I have a page that has a list of people: their name, location, and a link to their profile. From this page, I want to create an array of hashes with each individual's information:
[{:name => 'name', :location => 'location', :link => 'link'}]
I am incorporating this into a scraper class, so what I have so far is:
require 'nokogiri'
require 'open-uri'
require 'pry'
class Scraper
def scrape_page('my_url')
doc = Nokogiri::HTML(open('my.url/'))
students = []
end
end
The plan is to set up the hashes and insert them into the students
array.
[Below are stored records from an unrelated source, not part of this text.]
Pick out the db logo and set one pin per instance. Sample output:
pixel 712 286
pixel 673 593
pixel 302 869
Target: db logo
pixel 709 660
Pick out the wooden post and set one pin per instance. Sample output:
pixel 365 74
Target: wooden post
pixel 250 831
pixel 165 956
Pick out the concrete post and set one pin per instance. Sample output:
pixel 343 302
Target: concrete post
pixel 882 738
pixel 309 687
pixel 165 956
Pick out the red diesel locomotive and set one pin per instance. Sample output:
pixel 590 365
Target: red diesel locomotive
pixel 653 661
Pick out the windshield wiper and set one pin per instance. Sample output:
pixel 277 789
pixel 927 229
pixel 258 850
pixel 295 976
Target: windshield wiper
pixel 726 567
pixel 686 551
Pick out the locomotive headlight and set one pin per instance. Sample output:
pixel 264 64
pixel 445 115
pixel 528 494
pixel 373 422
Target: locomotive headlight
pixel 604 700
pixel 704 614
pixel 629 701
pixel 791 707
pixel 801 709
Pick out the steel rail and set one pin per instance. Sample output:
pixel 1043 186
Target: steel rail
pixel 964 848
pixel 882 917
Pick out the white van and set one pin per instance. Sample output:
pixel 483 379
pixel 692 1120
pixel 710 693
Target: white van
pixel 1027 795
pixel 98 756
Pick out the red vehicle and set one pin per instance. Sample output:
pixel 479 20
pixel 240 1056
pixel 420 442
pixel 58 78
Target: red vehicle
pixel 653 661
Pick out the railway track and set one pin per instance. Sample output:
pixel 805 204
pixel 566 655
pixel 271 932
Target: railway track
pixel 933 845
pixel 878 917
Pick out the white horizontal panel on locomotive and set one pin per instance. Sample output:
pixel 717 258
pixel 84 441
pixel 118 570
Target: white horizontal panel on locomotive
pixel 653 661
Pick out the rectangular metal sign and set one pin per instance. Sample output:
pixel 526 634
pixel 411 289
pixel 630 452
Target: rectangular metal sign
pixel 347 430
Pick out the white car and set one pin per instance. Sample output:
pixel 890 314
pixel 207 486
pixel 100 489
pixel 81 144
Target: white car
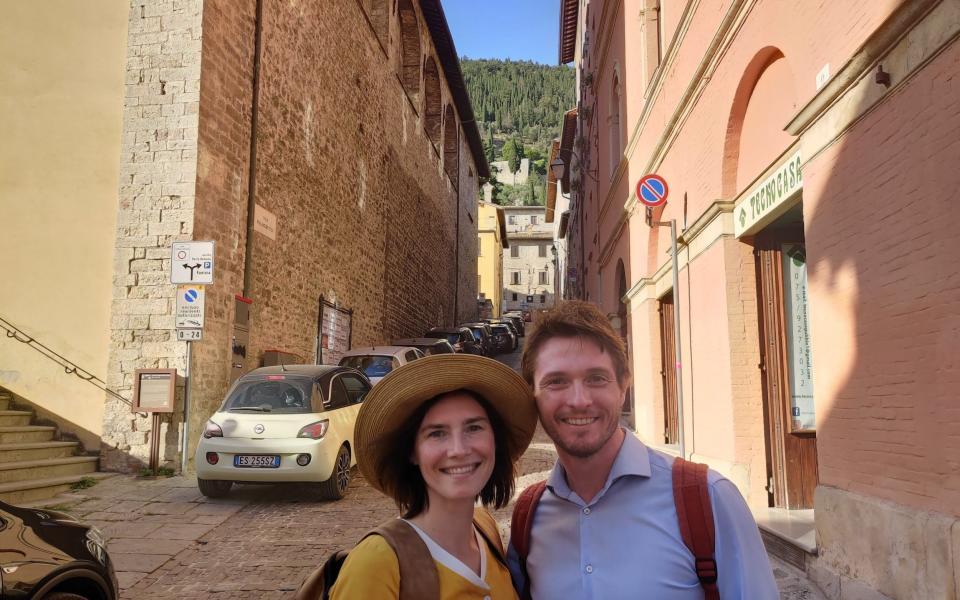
pixel 290 423
pixel 376 361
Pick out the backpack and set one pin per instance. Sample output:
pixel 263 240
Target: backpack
pixel 418 572
pixel 694 513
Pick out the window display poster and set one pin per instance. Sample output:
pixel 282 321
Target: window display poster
pixel 799 359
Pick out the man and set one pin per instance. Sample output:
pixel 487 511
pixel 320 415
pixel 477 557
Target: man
pixel 606 526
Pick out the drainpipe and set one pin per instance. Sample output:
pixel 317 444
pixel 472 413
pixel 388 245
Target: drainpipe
pixel 252 173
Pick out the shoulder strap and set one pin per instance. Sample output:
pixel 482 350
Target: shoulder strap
pixel 521 525
pixel 695 515
pixel 418 573
pixel 490 531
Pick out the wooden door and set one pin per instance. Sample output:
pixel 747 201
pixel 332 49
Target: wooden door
pixel 668 371
pixel 791 455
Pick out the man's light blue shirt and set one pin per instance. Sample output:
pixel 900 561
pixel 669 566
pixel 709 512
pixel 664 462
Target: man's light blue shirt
pixel 625 542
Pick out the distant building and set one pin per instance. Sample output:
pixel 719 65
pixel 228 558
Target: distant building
pixel 492 239
pixel 529 266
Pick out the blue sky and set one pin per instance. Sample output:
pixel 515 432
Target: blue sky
pixel 515 29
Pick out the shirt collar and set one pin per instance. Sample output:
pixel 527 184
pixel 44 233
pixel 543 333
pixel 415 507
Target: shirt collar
pixel 633 459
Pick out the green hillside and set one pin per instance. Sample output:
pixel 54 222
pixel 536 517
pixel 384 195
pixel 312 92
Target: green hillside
pixel 519 107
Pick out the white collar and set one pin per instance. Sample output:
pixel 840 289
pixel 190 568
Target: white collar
pixel 452 562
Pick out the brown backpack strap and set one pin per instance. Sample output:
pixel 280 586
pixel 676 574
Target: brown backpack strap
pixel 490 531
pixel 418 573
pixel 695 515
pixel 521 525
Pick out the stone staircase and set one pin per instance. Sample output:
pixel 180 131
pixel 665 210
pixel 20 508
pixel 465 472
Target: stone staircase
pixel 34 463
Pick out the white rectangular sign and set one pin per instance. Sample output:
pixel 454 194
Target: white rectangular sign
pixel 190 302
pixel 191 262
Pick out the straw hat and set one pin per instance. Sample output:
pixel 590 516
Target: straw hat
pixel 404 390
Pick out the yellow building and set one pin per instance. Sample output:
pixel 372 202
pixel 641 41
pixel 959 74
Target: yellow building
pixel 492 230
pixel 61 118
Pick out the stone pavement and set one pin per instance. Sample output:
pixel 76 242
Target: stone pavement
pixel 168 541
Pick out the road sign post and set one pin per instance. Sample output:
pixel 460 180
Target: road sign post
pixel 652 191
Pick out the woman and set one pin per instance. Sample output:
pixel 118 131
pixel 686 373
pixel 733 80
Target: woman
pixel 435 435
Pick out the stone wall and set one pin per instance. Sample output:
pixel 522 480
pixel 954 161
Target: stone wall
pixel 366 213
pixel 156 206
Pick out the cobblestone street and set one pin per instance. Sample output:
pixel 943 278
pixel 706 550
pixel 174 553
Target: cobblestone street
pixel 168 541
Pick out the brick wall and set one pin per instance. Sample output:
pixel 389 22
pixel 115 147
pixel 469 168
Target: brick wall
pixel 366 214
pixel 885 301
pixel 156 201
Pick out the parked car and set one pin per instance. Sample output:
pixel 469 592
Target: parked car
pixel 514 334
pixel 427 345
pixel 483 335
pixel 461 338
pixel 290 423
pixel 376 361
pixel 503 338
pixel 53 556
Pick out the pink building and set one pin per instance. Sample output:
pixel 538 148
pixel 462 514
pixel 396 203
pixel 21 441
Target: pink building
pixel 812 153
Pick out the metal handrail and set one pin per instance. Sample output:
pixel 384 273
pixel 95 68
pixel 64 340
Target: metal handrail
pixel 69 368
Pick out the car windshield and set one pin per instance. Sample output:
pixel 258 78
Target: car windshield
pixel 275 394
pixel 370 365
pixel 453 338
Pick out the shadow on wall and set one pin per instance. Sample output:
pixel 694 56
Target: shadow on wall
pixel 880 225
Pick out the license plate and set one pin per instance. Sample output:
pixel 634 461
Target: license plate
pixel 257 461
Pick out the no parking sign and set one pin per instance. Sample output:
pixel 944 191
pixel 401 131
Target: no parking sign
pixel 652 190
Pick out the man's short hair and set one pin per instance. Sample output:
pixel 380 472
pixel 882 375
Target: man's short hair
pixel 575 318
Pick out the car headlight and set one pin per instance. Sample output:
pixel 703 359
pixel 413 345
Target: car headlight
pixel 97 544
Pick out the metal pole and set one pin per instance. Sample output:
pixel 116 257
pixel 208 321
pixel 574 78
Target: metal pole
pixel 676 335
pixel 186 413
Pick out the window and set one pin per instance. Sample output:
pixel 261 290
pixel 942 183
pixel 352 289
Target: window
pixel 338 395
pixel 356 388
pixel 451 146
pixel 616 143
pixel 432 104
pixel 409 48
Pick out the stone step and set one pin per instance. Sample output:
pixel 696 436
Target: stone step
pixel 33 490
pixel 15 418
pixel 47 468
pixel 36 451
pixel 26 433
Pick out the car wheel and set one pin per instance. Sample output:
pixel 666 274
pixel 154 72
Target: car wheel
pixel 214 489
pixel 335 487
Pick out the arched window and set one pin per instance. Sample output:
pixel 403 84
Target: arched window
pixel 432 102
pixel 616 141
pixel 409 48
pixel 378 11
pixel 451 146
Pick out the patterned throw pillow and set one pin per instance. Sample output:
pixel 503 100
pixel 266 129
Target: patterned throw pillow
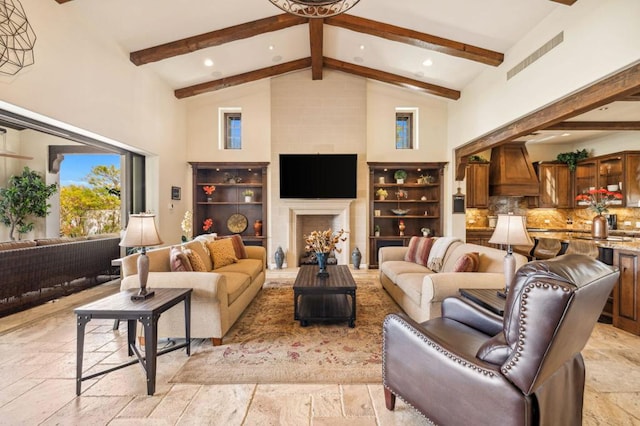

Starting with the names here's how I go about it:
doc.css('div.name-header h4').children.map.to_a
Which returns:
[#(Text "Bob Charlie"),
#(Text "Glass Joe"),
#(Text "Piston Hurricane"),
#(Text "Big Bear Hugger"),
...]
I haven't figured out how to target just the text inside the XML element, because any method I use that actually returns the text does it so that the previous individual's last name and the following individual's first name are not separated by a space and it's one long string:
"Bob CharlieGlass JoePiston HurricaneBig Bear Hugger ... "
I managed to get around it like this:
doc.css('div.name-header h4').children.to_a.join("\n").split("\n").zip
Is there a way to simply target that text directly in order to pipe each one directly into an array?